To find monthly average ndre and ndvi values

So, I have this data,

data = {
    'farm_Id': ['farm_258', 'farm_344', 'farm_345', 'farm_346', 'farm_348'],
    '2018-12-16_NDRE': [0.406, 0.380, 0.449, 0.432, 0.407],
    '2018-12-16_NDVI': [0.581, 0.552, 0.619, 0.573, 0.549],
    '2018-12-21_NDRE': [0.417, 0.270, 0.387, 0.403, 0.377],
    '2018-12-21_NDVI': [0.605, 0.416, 0.567, 0.555, 0.532],
    '2018-12-26_NDRE': [0.338, 0.191, 0.267, 0.252, 0.219],
    '2018-12-26_NDVI': [0.480, 0.285, 0.381, 0.324, 0.308],
    '2018-12-31_NDRE': [0.411, 0.202, 0.411, 0.463, 0.345],
    '2018-12-31_NDVI': [0.592, 0.294, 0.588, 0.622, 0.508],
    '2019-01-05_NDRE': [0.378, 0.207, 0.431, 0.495, 0.321],
    '2019-01-05_NDVI': [0.576, 0.293, 0.621, 0.668, 0.432],
}

I'm trying to find the monthly average values for ndre and ndvi.

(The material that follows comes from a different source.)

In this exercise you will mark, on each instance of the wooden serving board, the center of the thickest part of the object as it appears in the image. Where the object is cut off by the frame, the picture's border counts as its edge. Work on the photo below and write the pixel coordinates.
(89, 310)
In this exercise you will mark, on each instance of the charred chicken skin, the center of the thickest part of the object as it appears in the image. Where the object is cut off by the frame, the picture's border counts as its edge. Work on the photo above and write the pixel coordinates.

So far have tried the following code.

import pandas as pd

df = pd.DataFrame(data)
df.set_index('farm_Id', inplace=True)
# Extract the month from column names
df.columns = pd.to_datetime(df.columns, format='%Y-%m-%d').strftime('%Y-%m-%d')
# Group by month and calculate the mean
monthly_average = df.groupby(df.columns, axis=1).mean()
# Print the result
monthly_average

But, there is a format error for date (Error: time data "2018-12-16_NDRE" at position 0 doesn't match format specified). No matter how I try unable to fix the error and achive result. Please suggest the right method.

Solution

You could use pd.melt to get your dataframe in vertical schema, then use str.split to separate the types (in your case NDVI and NDRE) and the date.
then you filter by type (since you want data related only to NDRE and NDVI) and you do a usual groupby and get the mean value.
Approach1:: here is a sample code using your sample dataset:

import pandas as pd
data = {
    'farm_Id': ['farm_258', 'farm_344', 'farm_345', 'farm_346', 'farm_348'],
    '2018-12-16_NDRE': [0.406, 0.380, 0.449, 0.432, 0.407],
    '2018-12-16_NDVI': [0.581, 0.552, 0.619, 0.573, 0.549],
    '2018-12-21_NDRE': [0.417, 0.270, 0.387, 0.403, 0.377],
    '2018-12-21_NDVI': [0.605, 0.416, 0.567, 0.555, 0.532],
    '2018-12-26_NDRE': [0.338, 0.191, 0.267, 0.252, 0.219],
    '2018-12-26_NDVI': [0.480, 0.285, 0.381, 0.324, 0.308],
    '2018-12-31_NDRE': [0.411, 0.202, 0.411, 0.463, 0.345],
    '2018-12-31_NDVI': [0.592, 0.294, 0.588, 0.622, 0.508],
    '2019-01-05_NDRE': [0.378, 0.207, 0.431, 0.495, 0.321],
    '2019-01-05_NDVI': [0.576, 0.293, 0.621, 0.668, 0.432],
}

df = pd.DataFrame(data)

results = (
    df
    .melt(id_vars='farm_Id')
    .assign(
        typee = lambda df_: df_['variable'].str.split('_').str[1],
        variable = lambda df_: df_['variable'].str.split('_').str[0]
    )
    .astype({'typee': 'category', 'variable': 'datetime64[ns]'})
    .rename(columns={'variable': 'date'})
    .query('typee.isin(["NDRE", "NDVI"])')
    .groupby(['date', 'typee'])
    .value.mean()
    .to_frame()
)
results.head(10)

Approach2:: Following your proposed approach in the comments, you could complete your solution as follows (a pd.rename would resolve the columns naming after obtaining the results you need):

df = pd.DataFrame(data) 
df.set_index('farm_Id', inplace=True) 
multi_columns = pd.MultiIndex.from_tuples([(col.split('_')[0], col.split('_')[1]) for col in df.columns])
df.columns = multi_columns
result = (
    df
    .unstack(level=0)
    .reset_index()
    .groupby(['level_0', 'level_1'])
    [0].mean()
    .to_frame()
)
result

NOTE: level_0 and level_1 are the date and type after extraction.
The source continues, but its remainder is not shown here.